In light of these issues, TMA’s House of Delegates considered a Council on Socioeconomics report on noncompetes in 2021, and TMA’s Board of Councilors, the association’s ethical policymaking body, updated its opinion on noncompetes in 2022.
Such agreements “are unethical and should not be used in the practice of medicine,” according to the opinion. “These types of restrictive covenants disrupt continuity of care, deprive the public of medical services, interfere with the patient’s choice of physicians, and unfairly restrict competition.”
As the Board of Councilors acknowledges, however, state law allows noncompetes to be applied to physicians practicing in Texas if certain criteria are met. The Council on Socioeconomics also noted in its recent report that some physicians benefit from noncompetes.
Keller family physician Greg Fuller, MD, fits into this group.

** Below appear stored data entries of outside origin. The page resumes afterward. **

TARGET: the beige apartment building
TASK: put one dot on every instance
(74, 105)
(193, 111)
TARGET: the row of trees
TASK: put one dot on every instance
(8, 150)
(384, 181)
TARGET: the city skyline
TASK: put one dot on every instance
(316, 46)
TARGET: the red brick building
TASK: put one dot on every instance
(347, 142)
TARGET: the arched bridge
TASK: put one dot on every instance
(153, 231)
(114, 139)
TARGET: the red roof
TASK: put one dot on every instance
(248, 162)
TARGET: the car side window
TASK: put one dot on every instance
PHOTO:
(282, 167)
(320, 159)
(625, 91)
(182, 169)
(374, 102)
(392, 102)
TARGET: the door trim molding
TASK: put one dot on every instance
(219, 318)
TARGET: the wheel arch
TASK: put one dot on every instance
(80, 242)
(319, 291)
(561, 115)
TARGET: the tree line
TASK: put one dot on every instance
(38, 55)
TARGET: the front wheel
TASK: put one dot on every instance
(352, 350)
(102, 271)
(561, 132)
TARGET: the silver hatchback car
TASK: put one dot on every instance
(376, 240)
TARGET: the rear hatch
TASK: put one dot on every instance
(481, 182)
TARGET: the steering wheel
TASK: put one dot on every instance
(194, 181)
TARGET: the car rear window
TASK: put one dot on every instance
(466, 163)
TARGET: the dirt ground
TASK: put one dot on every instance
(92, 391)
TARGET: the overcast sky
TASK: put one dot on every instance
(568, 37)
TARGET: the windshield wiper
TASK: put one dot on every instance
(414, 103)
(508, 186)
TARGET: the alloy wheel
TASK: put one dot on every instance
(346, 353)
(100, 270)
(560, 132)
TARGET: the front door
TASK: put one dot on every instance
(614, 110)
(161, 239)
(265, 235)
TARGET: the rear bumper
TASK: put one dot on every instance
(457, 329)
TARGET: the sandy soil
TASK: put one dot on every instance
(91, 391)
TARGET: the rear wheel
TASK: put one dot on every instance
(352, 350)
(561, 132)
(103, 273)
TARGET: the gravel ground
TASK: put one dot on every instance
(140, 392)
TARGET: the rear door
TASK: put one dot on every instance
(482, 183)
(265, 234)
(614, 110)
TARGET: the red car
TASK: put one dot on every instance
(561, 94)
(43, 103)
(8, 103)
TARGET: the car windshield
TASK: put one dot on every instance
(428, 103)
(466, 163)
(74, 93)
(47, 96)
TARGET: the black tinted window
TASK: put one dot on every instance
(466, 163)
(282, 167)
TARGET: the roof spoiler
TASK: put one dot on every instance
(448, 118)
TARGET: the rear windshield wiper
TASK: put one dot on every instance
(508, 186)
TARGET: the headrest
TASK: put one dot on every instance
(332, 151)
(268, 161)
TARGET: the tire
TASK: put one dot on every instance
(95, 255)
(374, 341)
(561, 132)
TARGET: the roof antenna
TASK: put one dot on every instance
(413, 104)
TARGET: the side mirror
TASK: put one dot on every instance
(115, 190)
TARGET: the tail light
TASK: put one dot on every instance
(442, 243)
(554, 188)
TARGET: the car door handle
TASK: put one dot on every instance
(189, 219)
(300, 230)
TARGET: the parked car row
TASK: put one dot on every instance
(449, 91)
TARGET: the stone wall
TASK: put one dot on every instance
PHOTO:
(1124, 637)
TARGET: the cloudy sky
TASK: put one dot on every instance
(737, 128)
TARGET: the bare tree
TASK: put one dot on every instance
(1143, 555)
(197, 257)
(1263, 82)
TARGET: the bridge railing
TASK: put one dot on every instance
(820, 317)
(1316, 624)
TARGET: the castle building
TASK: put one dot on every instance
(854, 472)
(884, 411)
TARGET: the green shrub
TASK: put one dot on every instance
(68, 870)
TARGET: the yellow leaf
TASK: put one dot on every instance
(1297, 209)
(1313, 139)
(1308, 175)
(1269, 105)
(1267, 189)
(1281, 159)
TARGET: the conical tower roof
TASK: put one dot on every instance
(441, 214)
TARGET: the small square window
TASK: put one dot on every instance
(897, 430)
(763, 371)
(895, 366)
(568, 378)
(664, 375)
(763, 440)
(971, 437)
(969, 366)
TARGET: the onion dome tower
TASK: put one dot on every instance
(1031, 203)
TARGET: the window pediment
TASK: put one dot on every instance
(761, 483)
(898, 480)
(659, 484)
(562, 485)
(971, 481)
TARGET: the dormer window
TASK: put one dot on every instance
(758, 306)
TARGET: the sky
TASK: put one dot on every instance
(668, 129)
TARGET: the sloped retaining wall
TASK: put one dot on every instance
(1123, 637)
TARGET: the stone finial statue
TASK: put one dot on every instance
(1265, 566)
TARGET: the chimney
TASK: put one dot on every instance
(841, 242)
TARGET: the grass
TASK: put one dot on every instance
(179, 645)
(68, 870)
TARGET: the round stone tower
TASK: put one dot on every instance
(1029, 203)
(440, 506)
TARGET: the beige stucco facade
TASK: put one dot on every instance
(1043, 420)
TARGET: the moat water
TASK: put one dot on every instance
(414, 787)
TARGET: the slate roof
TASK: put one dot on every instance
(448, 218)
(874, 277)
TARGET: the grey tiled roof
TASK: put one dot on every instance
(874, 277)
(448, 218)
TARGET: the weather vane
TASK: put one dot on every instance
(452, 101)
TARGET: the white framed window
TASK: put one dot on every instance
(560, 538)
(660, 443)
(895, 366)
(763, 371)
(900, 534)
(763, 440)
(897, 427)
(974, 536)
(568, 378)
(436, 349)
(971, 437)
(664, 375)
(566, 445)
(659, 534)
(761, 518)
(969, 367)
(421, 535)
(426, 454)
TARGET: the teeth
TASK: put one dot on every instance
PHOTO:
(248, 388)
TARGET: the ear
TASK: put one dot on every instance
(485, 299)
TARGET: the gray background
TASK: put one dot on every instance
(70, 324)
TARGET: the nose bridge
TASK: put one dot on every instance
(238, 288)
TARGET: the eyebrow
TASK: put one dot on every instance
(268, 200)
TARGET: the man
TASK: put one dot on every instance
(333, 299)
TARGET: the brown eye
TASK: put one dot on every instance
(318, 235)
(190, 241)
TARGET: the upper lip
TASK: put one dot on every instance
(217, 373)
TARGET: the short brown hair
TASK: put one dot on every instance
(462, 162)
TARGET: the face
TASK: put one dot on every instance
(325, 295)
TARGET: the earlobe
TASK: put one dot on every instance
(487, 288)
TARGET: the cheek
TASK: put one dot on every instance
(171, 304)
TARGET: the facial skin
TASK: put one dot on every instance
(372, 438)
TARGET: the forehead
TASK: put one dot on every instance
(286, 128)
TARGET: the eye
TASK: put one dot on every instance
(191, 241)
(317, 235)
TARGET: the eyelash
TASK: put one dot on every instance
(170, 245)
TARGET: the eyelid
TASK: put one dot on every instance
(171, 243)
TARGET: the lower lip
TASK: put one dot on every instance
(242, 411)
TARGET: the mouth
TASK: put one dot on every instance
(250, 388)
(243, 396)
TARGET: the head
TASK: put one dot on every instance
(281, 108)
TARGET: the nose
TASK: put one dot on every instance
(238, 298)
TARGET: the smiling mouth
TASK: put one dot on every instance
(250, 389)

“Why we have a noncompete primarily has to do with the time and the cost of bringing in a new physician, both from a standpoint of training them within our system but also credentialing [them with] all the payers,” he said. “There’s a cost in doing that.”
Dr. Fuller understands the concerns of employed physicians. Still, he argues it’s important to ensure noncompete agreements are fair rather than to ban them altogether, which would leave independently practicing physicians like himself in the lurch.
Sen. Schwertner says he’ll consider legislation that strikes this balance.
“I’m certainly open to discussions of other avenues, including guardrails or limitations regarding mileage and length of the noncompete,” he said. “But, strictly from a policy standpoint, I don’t believe they’re justified in the health care setting.”